Vivimos en un país en el que cualquier suceso feliz se celebra comiendo. Que apruebas una oposición, pues invitas a toda la familia, amigos y hasta a los miembros del tribunal si se tercia. Y no a lechuguita y pescado hervido, no, sino a ingentes cantidades de caldereta, por ejemplo, y a cañas antes, y a postres hipercalóricos después. Un día es un día, decimos, sabiendo que no es verdad, y si no, apunten: celebramos despedidas de soltero, bodas y tornabodas y los novios se despiden con la boca llena de perrunillas. Las comuniones se convierten en puestas de largo con mil invitados, los bautizos ni te cuento, y desde abril a marzo, nos dejamos el estómago en chiringuitos, ferias y romerías múltiples, cada una con su dulce típico. Es más, el nacimiento de Cristo y su muerte nos sirven para pasar del turrón a las torrijas con tres meses de diferencia.

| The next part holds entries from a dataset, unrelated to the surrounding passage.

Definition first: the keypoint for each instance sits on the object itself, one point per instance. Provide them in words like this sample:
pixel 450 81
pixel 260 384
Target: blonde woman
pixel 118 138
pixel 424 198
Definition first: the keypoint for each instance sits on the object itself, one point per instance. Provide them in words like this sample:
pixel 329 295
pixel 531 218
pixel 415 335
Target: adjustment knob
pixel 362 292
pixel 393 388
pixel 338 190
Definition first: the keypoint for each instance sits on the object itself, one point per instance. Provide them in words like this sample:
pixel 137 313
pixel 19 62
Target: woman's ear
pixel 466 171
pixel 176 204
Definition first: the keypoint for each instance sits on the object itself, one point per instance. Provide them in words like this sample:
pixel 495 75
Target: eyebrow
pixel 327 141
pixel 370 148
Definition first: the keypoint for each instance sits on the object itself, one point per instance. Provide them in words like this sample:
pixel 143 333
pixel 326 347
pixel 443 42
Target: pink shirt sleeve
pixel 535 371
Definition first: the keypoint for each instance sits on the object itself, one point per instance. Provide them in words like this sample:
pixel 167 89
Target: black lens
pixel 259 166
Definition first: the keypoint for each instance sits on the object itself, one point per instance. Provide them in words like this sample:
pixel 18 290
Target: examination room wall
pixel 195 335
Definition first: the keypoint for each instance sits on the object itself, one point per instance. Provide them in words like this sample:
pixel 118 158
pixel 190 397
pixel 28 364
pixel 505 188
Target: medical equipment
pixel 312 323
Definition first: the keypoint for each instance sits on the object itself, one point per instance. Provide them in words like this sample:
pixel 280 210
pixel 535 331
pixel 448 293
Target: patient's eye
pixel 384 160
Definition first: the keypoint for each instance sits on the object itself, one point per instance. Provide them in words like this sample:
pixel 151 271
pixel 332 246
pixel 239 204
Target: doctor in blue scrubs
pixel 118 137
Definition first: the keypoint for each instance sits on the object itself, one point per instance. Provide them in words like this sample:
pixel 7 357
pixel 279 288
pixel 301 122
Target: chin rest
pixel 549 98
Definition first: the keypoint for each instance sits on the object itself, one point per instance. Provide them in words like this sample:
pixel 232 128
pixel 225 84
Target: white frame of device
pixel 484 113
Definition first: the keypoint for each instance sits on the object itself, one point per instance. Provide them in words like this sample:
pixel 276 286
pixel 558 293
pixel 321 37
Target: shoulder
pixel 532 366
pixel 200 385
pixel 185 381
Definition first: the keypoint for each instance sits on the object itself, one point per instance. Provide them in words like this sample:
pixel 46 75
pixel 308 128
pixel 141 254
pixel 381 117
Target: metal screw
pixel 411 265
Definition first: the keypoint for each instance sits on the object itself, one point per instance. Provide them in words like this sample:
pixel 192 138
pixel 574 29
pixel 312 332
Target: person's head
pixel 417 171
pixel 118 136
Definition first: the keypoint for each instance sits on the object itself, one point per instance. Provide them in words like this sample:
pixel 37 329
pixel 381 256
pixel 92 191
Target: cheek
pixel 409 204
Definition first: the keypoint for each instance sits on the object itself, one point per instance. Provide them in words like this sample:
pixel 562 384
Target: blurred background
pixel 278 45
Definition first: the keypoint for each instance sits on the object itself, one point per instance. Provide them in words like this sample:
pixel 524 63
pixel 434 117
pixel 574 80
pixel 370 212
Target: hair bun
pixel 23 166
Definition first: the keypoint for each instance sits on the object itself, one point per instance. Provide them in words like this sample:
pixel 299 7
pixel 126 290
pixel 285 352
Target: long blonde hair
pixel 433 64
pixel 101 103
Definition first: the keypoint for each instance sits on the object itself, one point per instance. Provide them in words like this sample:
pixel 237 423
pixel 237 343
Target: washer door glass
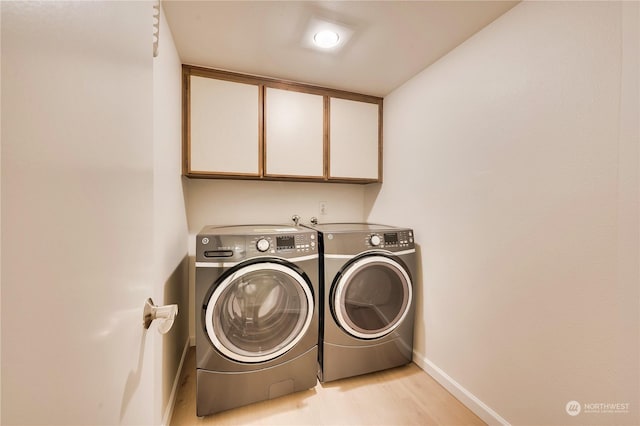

Entonces, a qué viene ahora lo de echarse las manos a la cabeza porque seamos uno de los países con mayor índice de población obesa. Nos espantamos porque un niño asturiano abulte lo que sus abuelos, y hacemos aspavientos ante las cifras de colesterol y de enfermedades coronarias. Lo raro es que nuestras arterias no nos hayan rodeado el cuello para ahogarnos mientras engullimos alguna de las miles de chucherías que se venden en cualquier tienda.

En nuestro país, por suerte o por desgracia, la comida se convierte en una fiesta. Pero tristemente es un lujo en el mundo en que vivimos. Tiene narices que el exceso mate más que la escasez. Qué difícil el término medio. Aquí, como en las siete y media, siempre perdemos. Unos por carta de más. Otros por carta de menos.